Este é o blog da Tércia Montenegro, dedicado preferencialmente a livros e bichos - mas o internauta munido de paciência também encontrará outros assuntos.

quinta-feira, 11 de outubro de 2012

Javier, Javier

Estou acabando de ler Os enamoramentos, do Javier Marías. Fiz uma pausa nos russos porque não resisti a esse romance do autor que, para mim, é o que há de melhor na prosa em língua espanhola da atualidade. Entretanto, devo dizer que o livro me decepcionou um pouco. Estava acostumada à qualidade de obras como Quando fui mortal, Coração tão branco e Amanhã, na batalha, pensa em mim - histórias que sempre me faziam sair de sua experiência com aquele embevecimento de admiração pelo arranjo, pelas soluções narrativas e, sobretudo, pela capacidade reflexiva.
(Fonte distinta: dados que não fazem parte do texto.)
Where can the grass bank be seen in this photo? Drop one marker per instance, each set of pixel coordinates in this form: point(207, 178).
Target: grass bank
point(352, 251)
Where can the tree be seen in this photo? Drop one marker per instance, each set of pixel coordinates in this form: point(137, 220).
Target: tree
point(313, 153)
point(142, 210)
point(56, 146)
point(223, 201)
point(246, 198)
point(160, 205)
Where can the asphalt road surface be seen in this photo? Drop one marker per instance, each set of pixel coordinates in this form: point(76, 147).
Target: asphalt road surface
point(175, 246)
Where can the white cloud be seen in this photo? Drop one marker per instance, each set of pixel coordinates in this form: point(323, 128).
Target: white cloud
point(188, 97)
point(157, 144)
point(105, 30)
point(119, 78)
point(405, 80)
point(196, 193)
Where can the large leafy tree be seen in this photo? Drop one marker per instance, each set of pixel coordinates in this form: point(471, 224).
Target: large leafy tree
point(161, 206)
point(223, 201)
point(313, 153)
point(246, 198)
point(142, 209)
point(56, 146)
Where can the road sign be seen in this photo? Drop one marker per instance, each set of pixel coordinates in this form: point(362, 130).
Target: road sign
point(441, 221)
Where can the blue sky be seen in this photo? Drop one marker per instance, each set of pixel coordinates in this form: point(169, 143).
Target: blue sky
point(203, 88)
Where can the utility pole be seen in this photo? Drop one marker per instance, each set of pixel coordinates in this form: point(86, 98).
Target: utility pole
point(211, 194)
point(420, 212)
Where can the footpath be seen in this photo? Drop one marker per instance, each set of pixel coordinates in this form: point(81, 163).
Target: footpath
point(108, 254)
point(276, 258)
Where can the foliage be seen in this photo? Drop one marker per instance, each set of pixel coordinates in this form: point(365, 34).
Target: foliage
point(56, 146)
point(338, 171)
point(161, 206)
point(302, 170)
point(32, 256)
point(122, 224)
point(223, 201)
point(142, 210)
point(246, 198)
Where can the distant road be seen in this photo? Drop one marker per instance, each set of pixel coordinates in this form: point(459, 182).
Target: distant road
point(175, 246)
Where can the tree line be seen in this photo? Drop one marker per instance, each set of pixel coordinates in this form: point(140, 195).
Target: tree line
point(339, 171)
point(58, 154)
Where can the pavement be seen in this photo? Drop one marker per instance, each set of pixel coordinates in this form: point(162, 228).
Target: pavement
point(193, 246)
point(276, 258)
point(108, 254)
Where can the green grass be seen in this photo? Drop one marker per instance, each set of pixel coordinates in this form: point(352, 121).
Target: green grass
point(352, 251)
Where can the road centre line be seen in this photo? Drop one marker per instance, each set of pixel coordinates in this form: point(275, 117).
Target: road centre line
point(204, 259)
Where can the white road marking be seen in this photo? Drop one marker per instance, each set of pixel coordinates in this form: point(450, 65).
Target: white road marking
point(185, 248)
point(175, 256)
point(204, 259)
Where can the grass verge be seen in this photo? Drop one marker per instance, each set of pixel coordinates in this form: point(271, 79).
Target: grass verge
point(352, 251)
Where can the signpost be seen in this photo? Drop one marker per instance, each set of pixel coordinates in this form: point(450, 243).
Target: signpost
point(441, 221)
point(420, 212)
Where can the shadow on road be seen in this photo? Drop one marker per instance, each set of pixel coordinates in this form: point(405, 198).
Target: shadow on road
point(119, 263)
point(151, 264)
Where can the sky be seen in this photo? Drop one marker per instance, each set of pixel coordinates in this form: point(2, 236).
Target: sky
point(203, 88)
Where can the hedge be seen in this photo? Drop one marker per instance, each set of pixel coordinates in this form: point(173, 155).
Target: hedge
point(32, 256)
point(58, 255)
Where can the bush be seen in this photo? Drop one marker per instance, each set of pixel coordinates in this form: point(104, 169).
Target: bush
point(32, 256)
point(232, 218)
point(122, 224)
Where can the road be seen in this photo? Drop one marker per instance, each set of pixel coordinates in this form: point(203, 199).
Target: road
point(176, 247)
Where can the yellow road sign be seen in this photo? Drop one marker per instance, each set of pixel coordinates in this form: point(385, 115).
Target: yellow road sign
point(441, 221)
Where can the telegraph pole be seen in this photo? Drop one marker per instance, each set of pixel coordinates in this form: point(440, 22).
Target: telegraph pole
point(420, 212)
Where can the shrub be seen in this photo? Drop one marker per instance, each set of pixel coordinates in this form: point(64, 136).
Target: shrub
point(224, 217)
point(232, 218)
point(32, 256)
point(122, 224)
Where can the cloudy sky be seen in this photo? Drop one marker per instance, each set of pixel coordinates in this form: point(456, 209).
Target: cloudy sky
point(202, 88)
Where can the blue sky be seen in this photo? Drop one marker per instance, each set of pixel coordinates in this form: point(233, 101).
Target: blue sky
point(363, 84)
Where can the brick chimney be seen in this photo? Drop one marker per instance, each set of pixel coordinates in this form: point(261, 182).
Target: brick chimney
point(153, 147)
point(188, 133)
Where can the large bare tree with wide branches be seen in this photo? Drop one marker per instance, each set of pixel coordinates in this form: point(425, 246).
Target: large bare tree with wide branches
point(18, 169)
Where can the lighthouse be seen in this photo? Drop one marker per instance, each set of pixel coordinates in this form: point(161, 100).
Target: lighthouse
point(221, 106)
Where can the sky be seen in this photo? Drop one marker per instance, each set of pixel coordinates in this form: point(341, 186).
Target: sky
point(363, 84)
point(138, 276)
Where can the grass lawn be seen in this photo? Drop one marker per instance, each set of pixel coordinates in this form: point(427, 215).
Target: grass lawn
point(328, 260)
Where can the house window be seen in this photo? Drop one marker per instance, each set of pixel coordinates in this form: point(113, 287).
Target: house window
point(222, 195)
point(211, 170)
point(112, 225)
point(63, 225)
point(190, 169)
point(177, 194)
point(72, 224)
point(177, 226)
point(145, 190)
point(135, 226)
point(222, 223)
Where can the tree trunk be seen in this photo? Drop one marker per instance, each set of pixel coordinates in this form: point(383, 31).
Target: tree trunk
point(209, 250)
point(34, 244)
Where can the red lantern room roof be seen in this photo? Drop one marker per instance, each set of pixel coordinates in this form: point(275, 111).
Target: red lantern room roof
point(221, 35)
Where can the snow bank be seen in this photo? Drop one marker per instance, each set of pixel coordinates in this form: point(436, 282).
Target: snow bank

Este último ponto talvez seja o único que permanece íntegro n'Os enamoramentos, e afinal é o que nos faz reconhecer o estilo de Javier Marías, que tem esse hábito de paralisar a ação para fazer incursões digressivas interessantes - no que lembra, às vezes, José Saramago e Villa-Matas (embora este tenha certa desvantagem estética). No restante, porém, o romance não me convence. Tive a sensação de que o início, quando a protagonista se apresenta como funcionária de uma editora e passa a descrever os autores como caricaturas maníacas, nada mais é do que uma espécie de vingança ou recado do escritor para os seus pares. Não que eles não mereçam a crítica, mas achei que ela entrou de maneira forçada, no livro. Além disso, existe o grave problema de que as vozes da narrativa são todas iguais; personagens os mais diversos caem em reflexões idênticas, usando as mesmas palavras, inclusive. Essa "preguiça" de especificar os temperamentos das figuras literárias acaba explicitando demais o próprio autor, e talvez não por acaso um dos personagens se chame Javier, e a protagonista, Maria. Conhecendo os outros livros deste espanhol, sei que a presença autobiográfica faz parte de seus enredos (e isso, aliás, nunca foi um defeito). Mas a monofonia desse romance não me parece uma estratégia e, sim, uma carência.
Ainda tenho por ler, em minhas estantes, a trilogia Teu rosto amanhã. Espero que ela me resgate um antigo Javier Marías, mais cuidadoso com suas estruturas literárias.

Um comentário:

  1. Tércia, compartilho com você essas identificações de supostas fragilidades em Os Enamoramentos, ou, antes, compartilhava à medida que avançava na leitura desse romance. Fiz duas resenhas sobre Marías em meu blog, inclusive de Seu Rosto Amanhã (que te resgatará, com certeza), e há dias tento escrever uma para Enamoramentos mas me vejo empacado. Isso porque, aos poucos, me dou conta que este é mais um prodígio do espanhol, sendo carregado de interpretações sutis que vão desde o mal, a perda de significados concretos do amor na sociedade moderna (daí esse léxico estranho do título, que revela frieza, distanciamento; um quase neologismo para descrever a paixão desproteinada que admite a morte como aquisição de um fetiche vazio). Acho mesmo que este é um dos grandes livros de Marías, no qual ele mostrou perfeito domínio da personagem, da voz feminina. Me fez lembrar dos principais livros de Conrad, daí a evidente monotonia dos monólgos da obra, com fins voluntários de acentuar através da monocromia a ausência de grandes sentimentos da sociedade atual. Aliás, a crítica maior aos escritores vai de encontro ao próprio Marías, quando fala sobre a excentricidade dos autores que ainda escrevem em máquinas datilográficas, etc.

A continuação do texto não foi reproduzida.